# Optimizing a memory for the storage of structured semantic pointers

In the previous examples, we have essentially ignored time by defining models that map inputs to outputs in a single forward pass (i.e., we configured the default synapse to be `None`). In this example, we'll introduce a simple process model of information retrieval based on [this](https://github.com/nengo/nengo/blob/master/examples/spa/question_memory.ipynb) standard Nengo tutorial. The idea is to sequentially present pairs of items that get bound together and added to a structured semantic pointer that is retained in memory over time. Once the bound pairs have been added to the semantic pointer, we can then query it with a cue as before to test retrieval accuracy. 

In [None]:
import nengo
import nengo.spa as spa
import nengo_dl
import numpy as np
import tensorflow as tf

from urllib.request import urlretrieve
import zipfile

import matplotlib.pyplot as plt
%matplotlib inline

## 1. Generate random semantic pointers

To start, we'll define a new function for generating training data that returns of arrays of shape `(n_inputs, n_steps, dims)`, where `n_steps` will be the number of time steps in the process we want to model. This data will allow us to learn model parameters that help to ensure a trajectory of inputs produces an appropriate trajectory of outputs. To start, we'll generate simple examples in which the input tractory presents a single semantic pointer to the network for some number of time steps, and the desired output trajectory involves maintaining a representation of this semantic pointer in a recurrently connected ensemble for some further number of time steps. 

In [None]:
def get_memory_data(n_inputs, dims, seed, t_int, t_mem=None): 
    t_total = t_int + t_mem if t_mem else t_int * 2
    
    state = np.random.RandomState(seed)
    vocab = spa.Vocabulary(dimensions=dims, rng=state, max_similarity=1)
    
    # intialize arrays for input and output trajectories
    inputs = np.zeros((n_inputs, t_total, dims))
    outputs = np.zeros((n_inputs, t_total, dims))
    
    # iterate through examples to be generated, fill arrays
    for n in range(n_inputs):
        vocab.add('SP' + str(n), vocab.create_pointer())
        
        # create inputs and target memory for first pair
        inputs[n, :t_int, :] = vocab['SP' + str(n)].v
        outputs[n, :, :] = vocab['SP' + str(n)].v

    # make scaling ramp for target output trajectories
    ramp = np.asarray([t / t_int for t in range(t_int)])
    ramp = np.concatenate((ramp, np.ones(t_total - t_int)))
    outputs = outputs * ramp[None, :, None]      
        
    return inputs, outputs, vocab 

Now we'll generate some example trajectories for visualization purposes. We'll also make some arrays to define an input process in our model, so that an example input trajectory is presented by default when a simulation is run. 

In [None]:
t_int = 100
n_inputs = 40
dims = 64
seed = 236
default = 0 # which test item to present by default

test_inputs, test_outputs, test_vocab = get_memory_data(n_inputs, dims, seed=seed, t_int=t_int)

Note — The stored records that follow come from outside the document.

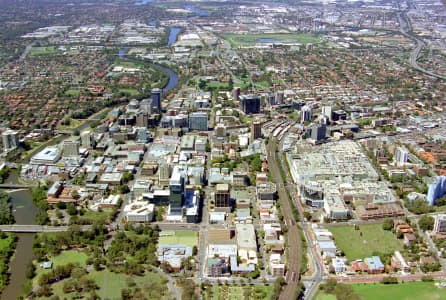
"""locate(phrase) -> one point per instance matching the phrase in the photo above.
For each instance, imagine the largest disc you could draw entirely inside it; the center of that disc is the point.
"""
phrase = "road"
(293, 237)
(406, 30)
(38, 228)
(312, 282)
(379, 277)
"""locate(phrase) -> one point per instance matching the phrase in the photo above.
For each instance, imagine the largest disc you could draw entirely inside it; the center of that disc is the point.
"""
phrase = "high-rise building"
(156, 99)
(250, 104)
(436, 189)
(440, 223)
(271, 99)
(256, 130)
(327, 111)
(176, 187)
(318, 132)
(236, 93)
(10, 139)
(339, 115)
(280, 97)
(401, 156)
(222, 197)
(142, 119)
(70, 148)
(198, 121)
(220, 130)
(87, 140)
(305, 114)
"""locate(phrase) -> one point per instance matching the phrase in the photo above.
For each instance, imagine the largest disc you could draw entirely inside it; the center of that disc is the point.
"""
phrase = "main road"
(293, 237)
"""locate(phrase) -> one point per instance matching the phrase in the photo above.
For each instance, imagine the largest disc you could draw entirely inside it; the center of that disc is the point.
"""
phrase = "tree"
(388, 224)
(426, 222)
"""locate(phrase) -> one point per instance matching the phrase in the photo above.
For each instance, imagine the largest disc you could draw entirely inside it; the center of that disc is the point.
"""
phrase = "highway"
(406, 30)
(293, 237)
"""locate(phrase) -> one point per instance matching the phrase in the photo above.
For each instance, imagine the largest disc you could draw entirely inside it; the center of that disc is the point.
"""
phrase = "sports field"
(401, 291)
(240, 40)
(358, 244)
(188, 238)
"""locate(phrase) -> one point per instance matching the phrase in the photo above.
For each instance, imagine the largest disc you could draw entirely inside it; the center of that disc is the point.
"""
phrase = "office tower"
(142, 119)
(10, 139)
(250, 104)
(401, 156)
(327, 111)
(440, 223)
(256, 130)
(156, 100)
(236, 93)
(176, 187)
(280, 97)
(339, 115)
(220, 130)
(87, 140)
(198, 121)
(271, 99)
(318, 132)
(305, 114)
(222, 196)
(70, 148)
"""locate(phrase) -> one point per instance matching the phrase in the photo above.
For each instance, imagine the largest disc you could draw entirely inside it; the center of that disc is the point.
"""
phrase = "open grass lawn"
(95, 216)
(373, 238)
(6, 244)
(188, 238)
(66, 257)
(43, 50)
(72, 93)
(127, 64)
(110, 285)
(237, 40)
(238, 292)
(401, 291)
(322, 296)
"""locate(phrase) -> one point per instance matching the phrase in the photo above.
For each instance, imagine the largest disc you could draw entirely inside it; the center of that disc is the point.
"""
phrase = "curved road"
(293, 236)
(406, 30)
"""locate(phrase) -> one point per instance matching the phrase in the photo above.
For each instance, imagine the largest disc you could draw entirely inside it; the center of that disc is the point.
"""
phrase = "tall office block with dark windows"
(176, 187)
(250, 104)
(156, 99)
(222, 197)
(198, 121)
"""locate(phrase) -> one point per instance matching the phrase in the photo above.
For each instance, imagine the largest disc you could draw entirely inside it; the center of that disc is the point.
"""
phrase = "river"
(24, 214)
(173, 34)
(173, 77)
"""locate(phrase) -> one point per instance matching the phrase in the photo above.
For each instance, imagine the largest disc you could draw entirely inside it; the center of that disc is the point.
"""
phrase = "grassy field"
(322, 296)
(110, 285)
(6, 244)
(188, 238)
(361, 243)
(64, 258)
(43, 51)
(238, 40)
(238, 292)
(72, 93)
(401, 291)
(127, 64)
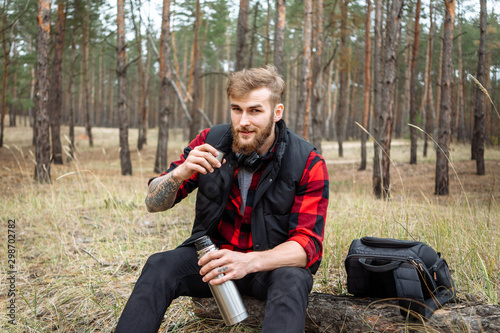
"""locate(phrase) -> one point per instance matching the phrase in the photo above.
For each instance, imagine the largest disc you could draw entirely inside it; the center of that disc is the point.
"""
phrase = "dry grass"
(82, 241)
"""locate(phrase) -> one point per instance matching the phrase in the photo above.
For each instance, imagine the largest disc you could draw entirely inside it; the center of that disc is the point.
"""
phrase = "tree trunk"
(407, 81)
(377, 91)
(141, 138)
(165, 82)
(305, 79)
(70, 100)
(241, 35)
(384, 116)
(279, 36)
(444, 131)
(343, 82)
(55, 96)
(479, 132)
(85, 40)
(42, 167)
(121, 71)
(367, 84)
(194, 126)
(254, 32)
(413, 83)
(332, 313)
(268, 39)
(317, 78)
(6, 45)
(427, 108)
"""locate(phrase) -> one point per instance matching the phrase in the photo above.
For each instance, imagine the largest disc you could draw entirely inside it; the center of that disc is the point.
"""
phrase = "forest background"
(115, 76)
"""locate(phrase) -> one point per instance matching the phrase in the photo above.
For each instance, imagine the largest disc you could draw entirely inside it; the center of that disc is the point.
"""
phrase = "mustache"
(244, 129)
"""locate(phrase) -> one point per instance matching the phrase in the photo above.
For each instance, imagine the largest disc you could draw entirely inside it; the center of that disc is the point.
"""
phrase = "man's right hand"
(200, 159)
(163, 190)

# create arrays for PresentInput process in model definition
sp = np.vstack((test_vocab['SP' + str(default)].v, np.zeros((1, dims))))

## 2. Define the model

Initially, we'll build a very simple model containing a single input node and single memory ensemble. The input will by default present the arrays in `sp` at regular intervals specified by the variable `t_int`.  

In [None]:
n_neurons = 10 * dims  # number of neurons for memory ensemble
p_time = t_int / 1000 # presentation interval for input process in ms

with nengo.Network(seed=seed) as net:
    nengo_dl.configure_settings(trainable=False)
    net.config[nengo.Ensemble].neuron_type = nengo.RectifiedLinear()
    
    sp_input = nengo.Node(nengo.processes.PresentInput(sp, p_time))
    memory = nengo.Ensemble(n_neurons, dims)

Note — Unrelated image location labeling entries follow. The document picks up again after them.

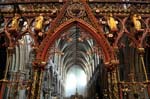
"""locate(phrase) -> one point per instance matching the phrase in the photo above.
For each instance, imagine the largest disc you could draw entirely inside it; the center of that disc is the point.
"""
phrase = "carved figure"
(136, 21)
(39, 23)
(15, 22)
(112, 23)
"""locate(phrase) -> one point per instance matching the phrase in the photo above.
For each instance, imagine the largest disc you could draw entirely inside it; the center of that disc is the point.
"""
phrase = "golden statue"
(136, 22)
(112, 23)
(39, 23)
(15, 23)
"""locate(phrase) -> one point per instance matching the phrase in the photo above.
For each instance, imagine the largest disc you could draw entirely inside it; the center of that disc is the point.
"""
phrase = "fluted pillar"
(38, 69)
(113, 79)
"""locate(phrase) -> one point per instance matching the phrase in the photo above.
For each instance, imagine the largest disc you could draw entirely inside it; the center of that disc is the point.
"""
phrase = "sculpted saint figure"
(136, 21)
(39, 23)
(15, 22)
(112, 23)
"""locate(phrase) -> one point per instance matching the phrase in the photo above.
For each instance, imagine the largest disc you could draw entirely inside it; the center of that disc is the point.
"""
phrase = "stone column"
(112, 79)
(38, 67)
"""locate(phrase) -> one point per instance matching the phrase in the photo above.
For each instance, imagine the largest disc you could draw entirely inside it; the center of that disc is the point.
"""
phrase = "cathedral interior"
(74, 49)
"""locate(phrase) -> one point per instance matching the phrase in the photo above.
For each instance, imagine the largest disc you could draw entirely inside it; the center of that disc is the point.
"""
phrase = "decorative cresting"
(76, 10)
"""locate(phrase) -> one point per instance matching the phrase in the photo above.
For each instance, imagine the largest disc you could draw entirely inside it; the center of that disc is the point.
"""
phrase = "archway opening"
(76, 63)
(76, 81)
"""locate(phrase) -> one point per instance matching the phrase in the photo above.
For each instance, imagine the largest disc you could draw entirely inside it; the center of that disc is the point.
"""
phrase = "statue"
(112, 23)
(15, 22)
(136, 21)
(39, 23)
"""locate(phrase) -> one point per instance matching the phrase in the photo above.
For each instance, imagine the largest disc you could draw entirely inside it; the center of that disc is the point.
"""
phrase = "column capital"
(112, 64)
(39, 63)
(141, 50)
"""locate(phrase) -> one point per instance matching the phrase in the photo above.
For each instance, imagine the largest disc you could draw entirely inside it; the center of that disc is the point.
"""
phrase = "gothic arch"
(51, 37)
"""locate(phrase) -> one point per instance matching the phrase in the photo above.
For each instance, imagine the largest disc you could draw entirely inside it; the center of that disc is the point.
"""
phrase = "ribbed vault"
(75, 46)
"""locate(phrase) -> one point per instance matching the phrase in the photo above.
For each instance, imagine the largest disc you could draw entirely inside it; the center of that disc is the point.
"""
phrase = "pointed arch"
(51, 37)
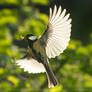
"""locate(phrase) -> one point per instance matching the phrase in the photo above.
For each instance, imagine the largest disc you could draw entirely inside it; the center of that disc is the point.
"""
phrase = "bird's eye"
(32, 37)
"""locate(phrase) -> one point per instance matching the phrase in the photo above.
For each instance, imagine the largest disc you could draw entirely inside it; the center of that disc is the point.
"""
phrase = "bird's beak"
(22, 37)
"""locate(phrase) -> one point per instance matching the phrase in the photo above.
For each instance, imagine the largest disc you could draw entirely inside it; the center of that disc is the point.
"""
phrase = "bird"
(52, 43)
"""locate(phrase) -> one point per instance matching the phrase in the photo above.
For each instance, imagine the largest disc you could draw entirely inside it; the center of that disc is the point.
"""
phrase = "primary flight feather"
(52, 43)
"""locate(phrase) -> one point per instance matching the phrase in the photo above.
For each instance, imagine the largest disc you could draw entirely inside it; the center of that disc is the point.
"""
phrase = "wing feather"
(57, 33)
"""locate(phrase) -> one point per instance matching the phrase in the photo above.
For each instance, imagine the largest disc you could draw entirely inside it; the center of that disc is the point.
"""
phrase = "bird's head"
(29, 37)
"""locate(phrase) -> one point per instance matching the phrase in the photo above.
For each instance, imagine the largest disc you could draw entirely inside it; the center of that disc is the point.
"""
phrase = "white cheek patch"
(32, 37)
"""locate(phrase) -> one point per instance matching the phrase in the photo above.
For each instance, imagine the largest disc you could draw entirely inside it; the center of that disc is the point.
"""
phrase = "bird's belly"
(40, 49)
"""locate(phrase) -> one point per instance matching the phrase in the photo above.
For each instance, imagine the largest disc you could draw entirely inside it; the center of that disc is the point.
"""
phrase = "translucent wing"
(31, 65)
(57, 33)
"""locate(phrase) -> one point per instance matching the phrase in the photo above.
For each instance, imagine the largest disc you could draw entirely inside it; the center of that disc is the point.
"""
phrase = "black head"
(30, 37)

    nengo.Connection(sp_input, memory)
    conn = nengo.Connection(memory, memory, transform=0.5, synapse=0.1)
    
    net.config[conn].trainable = True
    net.config[nengo.Probe].synapse = nengo.Lowpass(0.01)
    
    sp_probe = nengo.Probe(sp_input)   
    memory_probe = nengo.Probe(memory)

Next, we'll run the model for the specified number of steps, both to see how well the memory works, and to see how closely that trajectory of this memory's state matches the target trajectory. Because the initial transform on the memory's recurrent connection is less than one, we should expect the memory to be quite 'leaky' and not function particularly well. 

In [None]:
with nengo_dl.Simulator(net, seed=seed) as sim:
    sim.run(2 * p_time)

In [None]:
def plot_memory_example(sim, vocab):
    plt.figure(figsize=(8, 8))
    
    plot_vocab = vocab.create_subset([k for k in vocab.keys[:10]])
    plt.subplot(3, 1, 1)
    plt.plot(sim.trange(), nengo.spa.similarity(sim.data[sp_probe], plot_vocab))
    plt.legend(plot_vocab.keys, fontsize='x-small', loc='right')
    plt.ylabel("Input")

    plt.subplot(3, 1, 2)
    plt.plot(sim.trange(), nengo.spa.similarity(sim.data[memory_probe], plot_vocab))
    plt.legend(plot_vocab.keys, fontsize='x-small', loc='right')
    plt.ylabel("Memory")

    out = test_outputs[default,:,:].reshape(t_int*2, dims)
    plt.subplot(3, 1, 3)
    plt.plot(sim.trange(), nengo.spa.similarity(out, plot_vocab))
    plt.legend(plot_vocab.keys, fontsize='x-small', loc='right')
    plt.ylabel("Target Memory")
    plt.xlabel("time [s]")
    
plot_memory_example(sim, test_vocab)  

## 3. Train the model

As is apparent in the above plot, the memory ensemble does not maintain a particularly stable representation of the input semantic pointer over time. This is because the transform weight on the memory's recurrent connection is 0.5, which results in the memory state decaying quickly over time. To improve rentention, we'll optimize the network parameters to correctly align the trajectories of the memory ensemble with the target trajectories corresponding to a large number of example input semantic pointers. Training on temporally extended trajectories can be slow, so we'll download pretrained parameters by default. You can train your own parameters under varying learning conditions by setting `do_training=True`.

In [None]:
do_training = False

sim = nengo_dl.Simulator(net, minibatch_size=50, seed=seed)

if do_training:
    optimizer = tf.train.MomentumOptimizer(learning_rate=0.00001, momentum=0.8, use_nesterov=True)
    train_inputs, train_outputs, _ = get_memory_data(4000, dims, seed, t_int)
    inputs = {sp_input: train_inputs}
    outputs = {memory_probe: train_outputs}

    print('Training loss before: ', sim.loss(inputs, outputs, 'mse'))
    sim.train(input_feed, output_feed, optimizer, n_epochs=40, objective='mse')
    print('Training loss after: ', sim.loss(inputs, outputs, 'mse'))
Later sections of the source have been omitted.